Example of a termination rule:
One way to break out of an infinite job resubmission loop is to have the code generate a file when the program finally "converges" (or when it completes a predetermined number of steps, for example). Let us call this file finalresults.txt. The job submission script sub.sh checks whether the file finalresults.txt exists. If it does not, then the script sub.sh is submitted to the queue again, otherwise the script simply exits and the resubmission chain is terminated. A simple script sub.sh that accomplishes this is the following:
Serial job using csh (tcsh):
#!/bin/csh
cd /home/labname/username/subdirectory
time ./myprogram
if ( ! -e finalresults.txt ) then
bsub -q r1-24h -o mystdout -e mystderr ./sub.sh
endif
exit
Serial job using ksh (bash):
#!/bin/ksh
cd /home/labname/username/subdirectory
time ./myprogram
if [ ! -f finalresults.txt ]
then
bsub -q r1-24h -o mystdout -e mystderr ./sub.sh
fi
exit
Running an Interactive Job
We have set aside one dual core dual processor node (4 CPUs) called
inter1 for interactive jobs.
This node is not part of the queueing system. To access this node, first login to rcluster.rcc.uga.edu and from there use ssh to connect to inter1:
rcluster> ssh inter1
Your prompt on inter1 will not read inter1, it will read for example compute-2-12, or a similar name.

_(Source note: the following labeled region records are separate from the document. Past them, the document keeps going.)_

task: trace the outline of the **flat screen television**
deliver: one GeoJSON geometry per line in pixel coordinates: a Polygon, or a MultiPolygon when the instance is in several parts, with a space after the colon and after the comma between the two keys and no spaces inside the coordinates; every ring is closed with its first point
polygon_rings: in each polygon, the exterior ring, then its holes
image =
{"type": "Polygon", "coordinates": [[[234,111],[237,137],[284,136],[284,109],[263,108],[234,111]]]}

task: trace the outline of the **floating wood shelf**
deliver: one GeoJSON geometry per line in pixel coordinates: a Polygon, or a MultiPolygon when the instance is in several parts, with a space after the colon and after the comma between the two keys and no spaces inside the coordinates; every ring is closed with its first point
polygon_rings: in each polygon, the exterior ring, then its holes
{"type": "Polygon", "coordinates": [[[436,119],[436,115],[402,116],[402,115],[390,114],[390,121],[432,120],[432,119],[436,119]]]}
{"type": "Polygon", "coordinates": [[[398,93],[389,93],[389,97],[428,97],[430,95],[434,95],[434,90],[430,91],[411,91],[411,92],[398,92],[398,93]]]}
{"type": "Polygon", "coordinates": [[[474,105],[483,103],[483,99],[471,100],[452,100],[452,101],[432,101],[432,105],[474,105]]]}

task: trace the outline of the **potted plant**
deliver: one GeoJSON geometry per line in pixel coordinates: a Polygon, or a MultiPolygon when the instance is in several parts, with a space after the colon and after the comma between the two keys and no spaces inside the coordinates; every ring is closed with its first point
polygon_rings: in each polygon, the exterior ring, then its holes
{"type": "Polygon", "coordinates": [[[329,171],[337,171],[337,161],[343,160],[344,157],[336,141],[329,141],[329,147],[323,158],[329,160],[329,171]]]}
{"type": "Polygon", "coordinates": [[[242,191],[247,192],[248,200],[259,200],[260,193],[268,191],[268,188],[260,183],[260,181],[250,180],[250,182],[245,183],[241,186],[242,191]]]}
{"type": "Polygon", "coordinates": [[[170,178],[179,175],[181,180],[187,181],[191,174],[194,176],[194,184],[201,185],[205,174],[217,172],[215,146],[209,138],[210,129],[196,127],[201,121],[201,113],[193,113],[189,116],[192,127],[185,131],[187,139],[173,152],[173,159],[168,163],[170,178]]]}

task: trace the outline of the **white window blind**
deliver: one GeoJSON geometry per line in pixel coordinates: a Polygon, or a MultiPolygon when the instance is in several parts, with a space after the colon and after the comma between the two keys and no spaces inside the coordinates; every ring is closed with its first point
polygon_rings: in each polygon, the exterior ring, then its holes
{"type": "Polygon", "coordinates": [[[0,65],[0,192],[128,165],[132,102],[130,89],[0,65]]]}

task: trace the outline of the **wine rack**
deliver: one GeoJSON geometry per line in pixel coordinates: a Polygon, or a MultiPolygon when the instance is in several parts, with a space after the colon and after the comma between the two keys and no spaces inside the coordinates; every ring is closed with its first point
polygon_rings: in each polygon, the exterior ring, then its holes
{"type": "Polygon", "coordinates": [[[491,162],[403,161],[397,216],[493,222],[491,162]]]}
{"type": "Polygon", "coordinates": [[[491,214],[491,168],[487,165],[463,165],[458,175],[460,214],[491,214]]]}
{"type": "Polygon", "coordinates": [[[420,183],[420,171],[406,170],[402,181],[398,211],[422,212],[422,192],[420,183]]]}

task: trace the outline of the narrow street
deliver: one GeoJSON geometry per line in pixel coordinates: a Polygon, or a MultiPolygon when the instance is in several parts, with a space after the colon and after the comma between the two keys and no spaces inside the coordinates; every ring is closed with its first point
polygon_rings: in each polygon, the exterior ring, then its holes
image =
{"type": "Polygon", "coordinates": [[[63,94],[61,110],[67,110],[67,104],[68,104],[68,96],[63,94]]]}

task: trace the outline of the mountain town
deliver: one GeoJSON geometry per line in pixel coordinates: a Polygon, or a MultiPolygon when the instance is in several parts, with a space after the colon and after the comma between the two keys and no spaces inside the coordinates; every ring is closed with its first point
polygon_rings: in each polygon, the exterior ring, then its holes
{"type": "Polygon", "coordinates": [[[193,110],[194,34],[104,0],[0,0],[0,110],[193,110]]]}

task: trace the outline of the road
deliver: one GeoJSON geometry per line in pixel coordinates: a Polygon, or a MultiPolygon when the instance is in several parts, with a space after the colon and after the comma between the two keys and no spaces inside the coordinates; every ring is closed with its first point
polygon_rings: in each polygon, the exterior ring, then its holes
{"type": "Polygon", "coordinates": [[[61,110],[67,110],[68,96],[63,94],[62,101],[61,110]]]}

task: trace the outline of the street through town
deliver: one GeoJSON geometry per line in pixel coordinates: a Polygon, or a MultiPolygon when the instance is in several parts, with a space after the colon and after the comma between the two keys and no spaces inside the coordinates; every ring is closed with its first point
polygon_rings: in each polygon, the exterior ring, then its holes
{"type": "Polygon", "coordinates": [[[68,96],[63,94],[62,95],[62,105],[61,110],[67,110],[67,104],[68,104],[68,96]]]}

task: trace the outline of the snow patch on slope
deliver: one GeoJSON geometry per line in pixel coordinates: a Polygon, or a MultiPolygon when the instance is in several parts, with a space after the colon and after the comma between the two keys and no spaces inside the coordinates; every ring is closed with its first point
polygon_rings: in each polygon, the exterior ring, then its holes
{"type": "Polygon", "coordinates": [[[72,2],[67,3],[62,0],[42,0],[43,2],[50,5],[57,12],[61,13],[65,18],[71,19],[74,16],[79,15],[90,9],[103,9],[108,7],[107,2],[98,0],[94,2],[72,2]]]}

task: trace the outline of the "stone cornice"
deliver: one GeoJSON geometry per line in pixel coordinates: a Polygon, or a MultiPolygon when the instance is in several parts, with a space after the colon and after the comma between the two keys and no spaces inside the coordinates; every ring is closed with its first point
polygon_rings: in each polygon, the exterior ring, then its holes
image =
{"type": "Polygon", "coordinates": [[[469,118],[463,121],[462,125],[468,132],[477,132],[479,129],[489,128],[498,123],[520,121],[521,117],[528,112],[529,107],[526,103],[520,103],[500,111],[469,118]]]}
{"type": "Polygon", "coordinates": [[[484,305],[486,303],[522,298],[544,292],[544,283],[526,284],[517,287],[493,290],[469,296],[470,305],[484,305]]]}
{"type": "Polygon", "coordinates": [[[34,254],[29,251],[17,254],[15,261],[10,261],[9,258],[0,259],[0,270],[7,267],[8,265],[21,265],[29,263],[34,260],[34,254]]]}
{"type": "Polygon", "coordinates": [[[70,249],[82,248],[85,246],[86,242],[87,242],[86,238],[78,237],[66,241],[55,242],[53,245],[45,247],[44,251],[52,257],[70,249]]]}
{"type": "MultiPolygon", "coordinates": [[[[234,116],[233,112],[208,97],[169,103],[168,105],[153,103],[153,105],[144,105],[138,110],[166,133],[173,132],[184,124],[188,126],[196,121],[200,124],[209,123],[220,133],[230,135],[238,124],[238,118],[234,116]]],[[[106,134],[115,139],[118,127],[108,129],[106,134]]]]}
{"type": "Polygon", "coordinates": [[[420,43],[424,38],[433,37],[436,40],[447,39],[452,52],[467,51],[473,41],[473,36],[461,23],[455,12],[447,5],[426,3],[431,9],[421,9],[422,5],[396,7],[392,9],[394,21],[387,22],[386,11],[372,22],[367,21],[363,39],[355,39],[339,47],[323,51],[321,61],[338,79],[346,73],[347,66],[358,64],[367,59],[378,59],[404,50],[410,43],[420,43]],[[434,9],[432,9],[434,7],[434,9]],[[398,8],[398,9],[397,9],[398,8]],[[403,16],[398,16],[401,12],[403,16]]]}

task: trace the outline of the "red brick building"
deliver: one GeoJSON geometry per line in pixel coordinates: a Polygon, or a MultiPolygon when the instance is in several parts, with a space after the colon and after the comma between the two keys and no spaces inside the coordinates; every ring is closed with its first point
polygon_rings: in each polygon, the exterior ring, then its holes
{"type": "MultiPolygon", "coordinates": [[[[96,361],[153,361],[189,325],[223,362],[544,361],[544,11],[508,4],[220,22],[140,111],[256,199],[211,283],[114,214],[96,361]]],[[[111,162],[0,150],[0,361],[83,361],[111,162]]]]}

A single processor executable (a.out) can be run on inter1 as follows:
compute-2-12> ./a.out
Or run the code using 'nohup' in order to be able to logout without
interrupting the running job:
compute-2-12> nohup ./a.out &
To run a parallel MPI job interactively, first you need to create a file (for example, call it host.list) with the word 'inter1' (without the quotes) in it, repeated 4 times in a column. That is, the contents of host.list will be
inter1
inter1
inter1
inter1
Put this file (host.list) in your working directory and then run the MPI program a.out as follows (e.g. using 4 processors):
compute-2-12> mpirun -np 4 -machinefile host.list ./a.outcompute-2-12> nohup mpirun -np 4 -machinefile host.list ./a.out &Because this node has a total of 4 CPUs, users should not run parallel jobs that use more than 4 processors or threads.
This node should only be used for short jobs (for example, for debugging purposes) and for those that cannot be run on the batch queueing system (for example, if the job requires an X windows front-end). The load of the node can be monitored using top or w.